Маленькие боги - страница 5
И снова погрузилась в маникюр, доводя себя до совершенства, а меня – до белого каления.
Пф! Семен Семеныч! Так значит, чтобы отправить факс надо было позвонить секретарю?!
Тут я уже по своей воле стартанула по длинному коридору в свой кабинет, чтобы сказать девушке, что ей надо звонить по другому номеру телефона… Но – увы и ах – там меня коварно поджидали короткие гудки.
Вот так я узнала про факс: что он такое и как его принимают. И что «стартуйте!» это вовсе никакое не обидное слово для человека, которому его говорят, а всего лишь команда нажать на заветную кнопку «старт».
Курточка с капюшоном
Каждому из нас, наверное, хочется жить долго и счастливо (про умереть в один день – не будем). Другое дело, что «долго и счастливо» бывает очень редко. Но иногда встречаются люди, которые, кажется, это умеют.
Шел дождь, противный, мелкий, холодный, сентябрьский дождь. У меня не было зонта, я бежала по мосту и очень хотела успеть на электричку.
Передо мной торопливо шли Он и Она.
Она осторожно спускалась по лестнице, держась левой рукой за мокрые перила, а в правой – палка, на которую она опиралась. Зонт лежал на левом плече и мог вот-вот упасть.
Он шел на пару шагов впереди, через несколько ступенек обернулся, и поднялся обратно, подошел к ней, выхватил зонт, открыл его, взял ее под руку.

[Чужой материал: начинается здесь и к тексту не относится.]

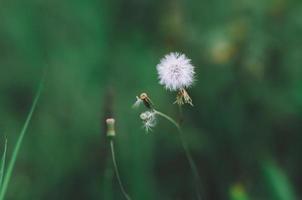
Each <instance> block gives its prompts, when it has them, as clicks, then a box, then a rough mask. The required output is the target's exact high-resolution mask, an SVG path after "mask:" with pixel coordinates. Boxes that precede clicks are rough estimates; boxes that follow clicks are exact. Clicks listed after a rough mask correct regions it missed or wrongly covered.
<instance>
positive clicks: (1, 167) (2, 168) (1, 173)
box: [0, 138, 7, 188]
mask: <svg viewBox="0 0 302 200" xmlns="http://www.w3.org/2000/svg"><path fill="white" fill-rule="evenodd" d="M6 150H7V139H6V138H5V144H4V150H3V154H2V159H1V168H0V188H1V187H2V181H3V176H4V169H5V160H6Z"/></svg>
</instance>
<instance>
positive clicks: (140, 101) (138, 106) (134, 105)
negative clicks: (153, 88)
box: [132, 96, 143, 108]
mask: <svg viewBox="0 0 302 200" xmlns="http://www.w3.org/2000/svg"><path fill="white" fill-rule="evenodd" d="M142 103H143V100H142V99H140V98H139V97H138V96H136V101H135V102H134V104H133V106H132V108H138V107H139V106H140V105H141V104H142Z"/></svg>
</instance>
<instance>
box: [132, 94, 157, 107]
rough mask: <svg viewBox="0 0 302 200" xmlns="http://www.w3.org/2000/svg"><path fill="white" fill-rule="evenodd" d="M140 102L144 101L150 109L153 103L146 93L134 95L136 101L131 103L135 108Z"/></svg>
mask: <svg viewBox="0 0 302 200" xmlns="http://www.w3.org/2000/svg"><path fill="white" fill-rule="evenodd" d="M142 103H144V105H145V106H146V107H147V108H149V109H152V106H153V103H152V101H151V99H150V98H149V97H148V95H147V94H146V93H141V94H140V95H139V97H138V96H136V101H135V103H134V104H133V106H132V108H137V107H139V106H140V105H141V104H142Z"/></svg>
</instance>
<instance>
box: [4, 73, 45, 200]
mask: <svg viewBox="0 0 302 200" xmlns="http://www.w3.org/2000/svg"><path fill="white" fill-rule="evenodd" d="M43 80H44V79H43V78H42V80H41V82H40V86H39V89H38V92H37V94H36V96H35V99H34V102H33V104H32V106H31V108H30V111H29V113H28V116H27V118H26V121H25V123H24V125H23V128H22V130H21V132H20V135H19V138H18V140H17V143H16V146H15V147H14V150H13V154H12V158H11V160H10V162H9V163H8V167H7V172H6V174H5V176H4V179H3V185H2V187H1V190H0V200H3V199H4V197H5V194H6V190H7V187H8V183H9V181H10V179H11V176H12V172H13V169H14V166H15V163H16V160H17V156H18V154H19V150H20V147H21V144H22V141H23V138H24V135H25V133H26V131H27V128H28V125H29V122H30V120H31V118H32V115H33V113H34V111H35V108H36V106H37V103H38V100H39V97H40V95H41V92H42V88H43Z"/></svg>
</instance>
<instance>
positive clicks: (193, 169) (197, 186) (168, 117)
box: [154, 109, 202, 200]
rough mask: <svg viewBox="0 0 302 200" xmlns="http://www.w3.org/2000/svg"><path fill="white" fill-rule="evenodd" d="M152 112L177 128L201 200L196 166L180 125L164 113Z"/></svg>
mask: <svg viewBox="0 0 302 200" xmlns="http://www.w3.org/2000/svg"><path fill="white" fill-rule="evenodd" d="M154 112H155V113H156V114H158V115H159V116H161V117H163V118H165V119H166V120H168V121H169V122H171V123H172V124H173V125H174V126H175V127H176V128H177V130H178V132H179V136H180V140H181V144H182V147H183V149H184V151H185V154H186V157H187V159H188V162H189V165H190V168H191V170H192V173H193V176H194V178H195V182H196V195H197V198H198V199H199V200H201V199H202V198H201V194H200V191H199V190H200V188H201V181H200V177H199V174H198V170H197V167H196V164H195V162H194V159H193V157H192V154H191V152H190V149H189V147H188V144H187V143H186V141H185V139H184V136H183V132H182V130H181V127H180V125H179V124H178V123H177V122H176V121H175V120H174V119H172V118H171V117H169V116H168V115H166V114H164V113H162V112H160V111H158V110H155V109H154Z"/></svg>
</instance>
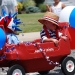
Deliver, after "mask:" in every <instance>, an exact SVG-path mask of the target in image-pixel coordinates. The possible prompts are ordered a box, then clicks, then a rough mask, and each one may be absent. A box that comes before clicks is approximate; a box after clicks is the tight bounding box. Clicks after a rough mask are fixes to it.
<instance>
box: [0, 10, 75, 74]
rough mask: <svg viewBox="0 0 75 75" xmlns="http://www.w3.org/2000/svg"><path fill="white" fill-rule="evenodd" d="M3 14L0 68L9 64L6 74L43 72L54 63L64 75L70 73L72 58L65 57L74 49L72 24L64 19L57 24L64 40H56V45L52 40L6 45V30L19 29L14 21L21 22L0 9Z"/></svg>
mask: <svg viewBox="0 0 75 75" xmlns="http://www.w3.org/2000/svg"><path fill="white" fill-rule="evenodd" d="M3 14H4V17H1V20H0V67H9V70H8V71H7V75H25V74H26V73H30V72H39V73H40V74H42V75H44V74H47V73H48V72H49V71H50V70H52V69H54V68H55V67H56V66H61V70H62V71H63V73H64V74H65V75H74V73H75V59H74V58H73V57H69V56H68V55H69V54H70V53H71V49H75V35H74V34H73V33H74V32H75V29H74V27H70V26H69V23H68V22H66V21H64V22H61V23H59V25H60V27H61V28H62V30H61V31H62V32H63V33H64V34H65V35H67V40H66V41H65V40H63V39H59V45H58V46H55V44H54V43H53V42H46V43H41V41H40V39H36V40H34V41H32V42H23V43H19V44H17V45H15V44H8V43H7V42H8V40H7V36H6V32H7V31H8V30H12V29H17V30H20V29H19V28H18V27H19V26H18V24H20V23H21V22H20V20H19V19H14V18H13V17H14V16H15V15H16V14H14V15H12V16H11V14H9V15H7V14H6V12H5V11H4V10H3ZM11 22H12V23H11Z"/></svg>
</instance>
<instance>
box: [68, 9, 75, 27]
mask: <svg viewBox="0 0 75 75" xmlns="http://www.w3.org/2000/svg"><path fill="white" fill-rule="evenodd" d="M69 23H70V26H71V27H73V28H75V8H74V9H73V10H72V12H71V14H70V18H69Z"/></svg>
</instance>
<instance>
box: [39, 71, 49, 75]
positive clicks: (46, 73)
mask: <svg viewBox="0 0 75 75" xmlns="http://www.w3.org/2000/svg"><path fill="white" fill-rule="evenodd" d="M39 73H40V74H41V75H45V74H48V73H49V71H40V72H39Z"/></svg>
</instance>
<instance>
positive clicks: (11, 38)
mask: <svg viewBox="0 0 75 75" xmlns="http://www.w3.org/2000/svg"><path fill="white" fill-rule="evenodd" d="M7 38H8V43H9V44H19V42H20V41H19V40H18V37H17V36H16V35H15V34H11V33H9V34H7Z"/></svg>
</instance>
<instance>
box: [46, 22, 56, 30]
mask: <svg viewBox="0 0 75 75" xmlns="http://www.w3.org/2000/svg"><path fill="white" fill-rule="evenodd" d="M45 25H46V27H47V28H48V29H50V30H55V29H56V28H57V26H56V25H55V24H53V23H52V22H48V21H45Z"/></svg>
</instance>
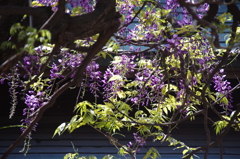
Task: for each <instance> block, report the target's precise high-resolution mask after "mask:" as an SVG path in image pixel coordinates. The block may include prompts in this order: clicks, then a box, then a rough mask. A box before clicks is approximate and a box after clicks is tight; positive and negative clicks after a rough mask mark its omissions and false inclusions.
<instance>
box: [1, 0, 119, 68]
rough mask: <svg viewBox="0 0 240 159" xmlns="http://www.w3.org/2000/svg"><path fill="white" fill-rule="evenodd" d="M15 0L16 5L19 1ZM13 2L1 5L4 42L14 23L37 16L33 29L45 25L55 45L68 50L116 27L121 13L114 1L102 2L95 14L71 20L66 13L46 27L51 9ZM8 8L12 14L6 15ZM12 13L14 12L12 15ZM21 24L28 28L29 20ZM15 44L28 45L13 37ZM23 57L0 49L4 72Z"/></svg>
mask: <svg viewBox="0 0 240 159" xmlns="http://www.w3.org/2000/svg"><path fill="white" fill-rule="evenodd" d="M12 1H14V2H15V1H17V0H12ZM12 1H10V2H12ZM25 1H27V0H24V2H25ZM4 2H5V1H4ZM10 2H9V3H7V2H5V3H0V15H1V19H0V35H1V37H0V43H2V42H3V41H7V40H8V39H9V37H10V34H9V29H10V28H11V26H12V25H13V24H14V23H17V22H20V21H21V19H22V16H23V15H24V14H30V15H32V16H33V27H35V28H37V29H40V28H42V27H43V25H44V29H48V30H50V31H51V33H52V41H51V42H52V43H53V44H56V43H58V44H60V45H61V46H65V47H67V46H72V45H73V42H74V41H75V40H76V39H83V38H87V37H90V36H93V35H95V34H98V33H105V32H106V31H107V29H108V28H109V27H111V26H112V25H113V21H114V19H116V18H119V17H120V14H119V13H118V12H116V11H115V1H114V0H105V1H101V0H100V1H99V2H98V3H97V5H96V8H95V10H94V11H93V12H91V13H88V14H84V15H81V16H76V17H71V16H69V15H68V14H66V13H65V14H64V15H63V16H61V17H60V19H59V20H58V19H57V18H56V19H57V20H55V22H53V20H52V22H51V23H49V24H47V25H45V22H46V21H47V20H49V18H50V17H51V16H52V15H53V14H54V13H53V12H52V11H51V10H50V8H49V7H39V8H30V7H27V6H26V5H27V4H26V3H21V6H19V4H18V3H10ZM17 2H18V1H17ZM6 4H7V5H6ZM113 5H114V7H113ZM21 7H23V8H24V9H22V8H21ZM17 8H19V9H17ZM6 9H7V10H8V12H4V10H6ZM16 9H17V11H16ZM9 10H12V12H10V11H9ZM6 14H9V15H6ZM57 15H59V14H57ZM21 23H22V25H24V26H28V25H29V20H28V18H26V19H25V20H23V21H22V22H21ZM11 42H13V43H16V44H17V47H18V48H21V47H23V46H24V44H25V42H24V40H23V41H21V42H19V41H17V38H16V37H12V39H11ZM36 45H39V44H36ZM22 54H23V53H20V54H17V52H16V51H15V50H12V49H7V50H5V51H3V50H0V73H1V72H5V71H7V70H9V68H11V67H12V66H13V65H14V64H16V62H17V61H18V60H19V59H20V58H21V55H22Z"/></svg>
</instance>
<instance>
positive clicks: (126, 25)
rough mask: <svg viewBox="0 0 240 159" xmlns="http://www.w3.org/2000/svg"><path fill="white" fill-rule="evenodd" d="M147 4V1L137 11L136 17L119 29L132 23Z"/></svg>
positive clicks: (132, 18)
mask: <svg viewBox="0 0 240 159" xmlns="http://www.w3.org/2000/svg"><path fill="white" fill-rule="evenodd" d="M146 4H147V2H146V1H145V2H144V3H143V5H142V7H141V8H140V9H139V10H138V11H137V13H136V14H135V15H134V17H133V18H132V19H131V21H130V22H128V23H127V24H124V25H123V26H121V27H120V28H119V29H118V30H121V29H122V28H124V27H127V26H128V25H129V24H132V22H133V21H134V19H135V18H136V17H137V16H138V14H139V13H140V12H141V10H143V8H144V7H145V5H146Z"/></svg>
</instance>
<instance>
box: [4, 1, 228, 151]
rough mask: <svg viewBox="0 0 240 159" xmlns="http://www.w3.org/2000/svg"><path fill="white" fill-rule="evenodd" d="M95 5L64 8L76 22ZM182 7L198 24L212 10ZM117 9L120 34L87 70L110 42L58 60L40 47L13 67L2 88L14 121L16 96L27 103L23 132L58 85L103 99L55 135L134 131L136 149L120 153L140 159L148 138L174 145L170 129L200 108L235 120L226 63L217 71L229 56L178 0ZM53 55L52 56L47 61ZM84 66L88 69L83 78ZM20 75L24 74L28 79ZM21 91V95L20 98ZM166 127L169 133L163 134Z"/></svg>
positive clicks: (79, 109)
mask: <svg viewBox="0 0 240 159" xmlns="http://www.w3.org/2000/svg"><path fill="white" fill-rule="evenodd" d="M57 2H58V1H57V0H52V1H50V0H36V2H35V3H39V4H41V5H44V6H52V8H53V10H55V9H56V7H57V5H56V3H57ZM97 2H98V1H97V0H96V1H94V0H69V1H67V3H66V9H68V10H69V12H68V14H70V15H71V16H81V15H83V14H87V13H90V14H91V12H92V11H93V10H94V7H95V6H96V3H97ZM184 2H187V3H192V6H191V9H192V10H193V11H194V12H195V13H196V15H197V17H199V18H202V17H203V15H204V14H206V13H207V11H208V9H209V5H208V4H207V3H203V4H201V5H199V6H194V4H195V3H198V1H195V0H193V1H184ZM116 9H117V11H118V12H119V13H120V14H121V15H122V17H121V18H119V19H118V20H119V21H120V22H121V26H120V28H119V29H118V31H117V32H116V33H115V34H114V35H113V36H112V37H111V38H110V39H108V42H107V43H106V44H105V46H103V47H102V49H101V51H100V52H99V53H98V54H97V55H96V56H95V57H93V58H92V59H91V61H90V62H89V63H88V64H87V65H85V63H84V62H85V60H86V58H87V57H89V55H90V52H91V49H93V47H94V46H95V44H96V43H97V42H98V38H99V37H100V34H101V35H105V32H100V33H99V34H96V35H94V36H91V37H87V38H84V39H78V40H76V41H75V44H76V48H77V47H78V46H80V47H83V48H86V49H88V50H90V51H86V52H84V51H76V50H77V49H76V48H75V49H71V48H65V47H66V46H62V47H61V48H60V51H59V52H57V54H56V53H53V54H52V53H51V51H52V48H53V47H54V45H51V44H49V45H48V46H47V47H46V45H42V46H39V47H37V48H36V49H35V50H34V53H31V54H29V53H26V54H25V55H24V56H23V59H22V60H21V61H19V62H18V64H17V65H16V66H14V67H13V68H12V73H10V74H6V75H1V79H0V82H1V83H3V82H4V80H5V81H8V82H9V86H10V94H11V96H12V103H11V104H12V108H11V113H10V118H11V117H12V116H13V114H14V111H15V107H16V105H17V104H18V96H21V97H24V103H25V105H26V107H25V109H24V110H23V116H25V117H26V118H25V119H22V121H21V122H22V125H23V126H25V127H23V128H22V131H25V130H26V129H27V127H28V126H29V125H30V124H31V122H32V120H33V118H34V117H35V115H37V111H38V110H39V109H40V108H42V107H44V106H45V104H46V103H47V102H48V101H49V100H51V98H52V96H54V95H55V94H54V93H55V92H57V91H58V88H59V87H60V86H62V85H64V84H68V81H70V82H73V83H74V82H75V81H78V80H79V81H80V82H79V84H76V85H77V86H79V87H80V90H81V91H82V92H81V93H83V94H84V92H85V90H89V91H90V92H91V93H92V94H93V96H94V98H95V99H98V100H95V103H94V104H92V103H91V102H86V101H84V102H80V103H78V104H77V105H76V108H75V110H77V113H79V114H78V115H76V116H74V117H73V119H72V120H71V121H70V122H69V123H68V124H64V125H68V126H66V127H64V128H62V127H61V129H60V128H59V129H57V130H56V133H55V134H57V133H59V134H61V133H62V132H63V131H65V130H67V129H68V130H69V131H71V132H72V131H73V130H74V129H76V128H78V127H80V126H82V125H87V124H88V125H91V126H92V127H94V128H96V129H97V130H99V131H101V130H106V131H108V133H107V134H115V133H116V131H118V130H121V129H123V128H127V129H129V130H130V129H132V128H133V129H134V130H137V132H136V133H134V134H133V135H134V140H135V144H133V143H132V142H129V143H128V144H127V145H125V146H124V145H122V146H121V148H122V149H123V152H122V154H126V153H129V154H134V153H135V155H136V153H137V152H139V150H140V149H139V148H138V147H139V146H144V145H146V139H147V138H148V137H149V136H153V137H154V138H156V140H161V141H162V142H165V141H169V142H170V144H172V145H176V144H175V140H174V142H173V140H171V139H172V138H170V137H169V134H170V133H171V130H172V126H173V125H175V124H179V123H178V122H176V120H177V118H179V119H178V120H181V119H184V120H185V119H188V118H190V119H194V117H195V116H196V115H198V114H199V112H200V113H203V114H204V112H206V110H203V109H202V110H201V109H200V108H201V107H202V106H204V109H208V108H210V107H209V106H213V105H214V106H215V104H216V103H217V104H219V105H220V106H221V107H222V108H223V110H224V111H225V112H223V113H224V115H229V114H230V112H231V111H232V108H233V106H232V97H231V92H232V89H233V88H232V87H231V86H230V83H229V82H228V81H227V80H226V75H225V74H224V69H222V68H223V67H224V64H222V65H221V66H220V64H221V63H224V60H225V54H224V53H222V54H217V53H216V48H215V47H214V44H213V43H214V42H215V41H216V40H215V41H214V42H213V41H212V37H213V35H211V34H209V32H208V30H207V29H203V28H201V29H199V26H198V22H197V21H195V20H194V19H193V18H192V15H191V14H189V12H188V10H187V9H186V7H184V6H181V5H180V3H179V1H177V0H166V1H164V3H162V1H160V0H155V1H152V0H151V1H141V0H117V1H116ZM103 10H104V8H103ZM66 12H67V11H66ZM169 19H170V20H169ZM195 19H197V18H195ZM89 20H91V19H89ZM174 21H176V22H177V25H175V24H174ZM214 25H215V24H214ZM215 27H217V26H215ZM228 50H230V49H229V48H228ZM225 51H226V49H225ZM222 52H223V51H222ZM94 55H95V54H94ZM50 56H53V57H52V58H51V60H50V61H48V57H50ZM230 57H231V55H227V58H230ZM101 58H102V59H109V58H110V61H111V62H110V64H109V65H108V66H107V68H103V67H102V66H101V65H100V64H99V63H98V61H97V60H98V59H101ZM227 58H226V59H227ZM82 65H85V66H86V67H84V69H83V71H82V70H80V71H79V68H81V66H82ZM45 66H46V68H45V69H44V71H42V68H43V67H45ZM19 70H21V71H24V75H23V76H21V75H20V71H19ZM81 71H82V72H81ZM79 72H80V73H82V74H81V79H76V77H79V76H77V74H78V73H79ZM213 72H215V74H212V73H213ZM20 76H21V78H20ZM75 83H76V82H75ZM211 85H212V86H213V90H211V89H210V86H211ZM19 87H20V88H21V90H22V91H21V92H17V91H16V90H17V88H19ZM61 88H62V87H61ZM99 101H100V102H99ZM98 102H99V103H100V104H99V103H98ZM218 115H219V114H218ZM220 115H221V113H220ZM77 119H78V120H77ZM76 123H77V124H76ZM166 123H167V124H166ZM172 123H174V124H172ZM71 124H72V125H71ZM76 125H77V126H76ZM36 126H37V125H35V127H34V130H36ZM163 126H169V130H168V132H167V133H166V134H165V133H163V132H164V129H163ZM70 129H71V130H70ZM170 129H171V130H170ZM104 133H105V132H104ZM104 133H103V134H104ZM139 134H141V136H140V135H139ZM144 134H147V135H144ZM105 136H107V135H105ZM30 139H31V136H30V134H29V135H28V136H27V142H26V145H30V143H29V142H30ZM116 145H120V144H116ZM133 156H134V155H133Z"/></svg>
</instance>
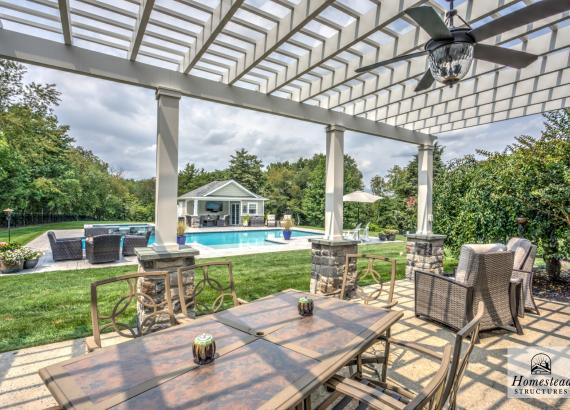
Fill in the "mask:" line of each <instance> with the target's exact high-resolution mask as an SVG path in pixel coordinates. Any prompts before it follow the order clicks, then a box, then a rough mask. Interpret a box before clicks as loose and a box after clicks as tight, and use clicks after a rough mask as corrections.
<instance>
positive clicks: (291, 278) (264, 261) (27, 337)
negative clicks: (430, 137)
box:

Понимаю: торопятся, как и я, на электричку.
Я пошла за ними, чувствуя, что здесь должна быть какая-то история, и мы сели в один вагон. Успели.
Устроившись на твердых скамейках из синего потасканного кожзама, они то и дело заводили разговоры, которые, как рельсы, то шли параллельно друг другу, то сходились в какой-то точке.
– Прислонись ко мне, – ласково попросила она. – Холодно.
– Неприлично, – сказал он и оглянулся. В вагоне, кроме меня, было человек пять. Я сделала вид, что читаю что-то в телефоне.
– Ну и что, что неприлично. Прислонись! – хитро улыбалась она и подталкивала его локоточком.
Он не реагировал, ему было неловко от ее «прислонись» на людях.
В вагоне было холодно.
– Ты чуть парня палкой не огрела, пока мы заходили в вагон, – зашебуршал он. – Кого-нибудь двинешь однажды автоматически!
Она засмеялась и прижалась к нему сильнее. Он хохлился как петух в холодную ночь, и куртка у него тоже хохлилась, поднимаясь в плечах.
– Рельсы не туда идут, – бурчал недовольно он, как будто выискивая тему для разговора в окне.
– Смотри: то электричка удалялась, а то приближается вроде, – искренне удивлялся он.
А она – опять льнет:
– Можешь обнять меня рукой?
– Тебя – рукой? – он как будто удивился, но обнял ее.
– Рука тё-о-плая, – любовно заметила она и продолжила уже деловито, – Сейчас зайдем в магазин… Хлеб надо купить, картошечку.
– Смотри, какой домик хороший. Почему строят у дороги? – он все еще петух.
– Удобно потому что, – пожала плечами она.
– Но, представь, из окна – все время поезда… Ты мне зонтиком, кстати, штаны намочила, – заворчал он, снова войдя в образ.
– Извини, – виновата сказала она, а сама стала его осматривать, – чего уж там намочила… капелька…
Электричка раскачивалась из стороны в сторону, где-то в тамбуре что-то тарахтело, и ухала сломанная дверь, впуская осенний холод.
– Листья желтеют, – констатировал с грустью он, продолжая смотреть в окно.
Но она не обращала внимания на листья. Она смотрела перед собой и причитала:
– Что же я наделала?.. Если бы я была в рыжей курточке с капюшоном, мне было бы тепло, – и снова прижалась к нему.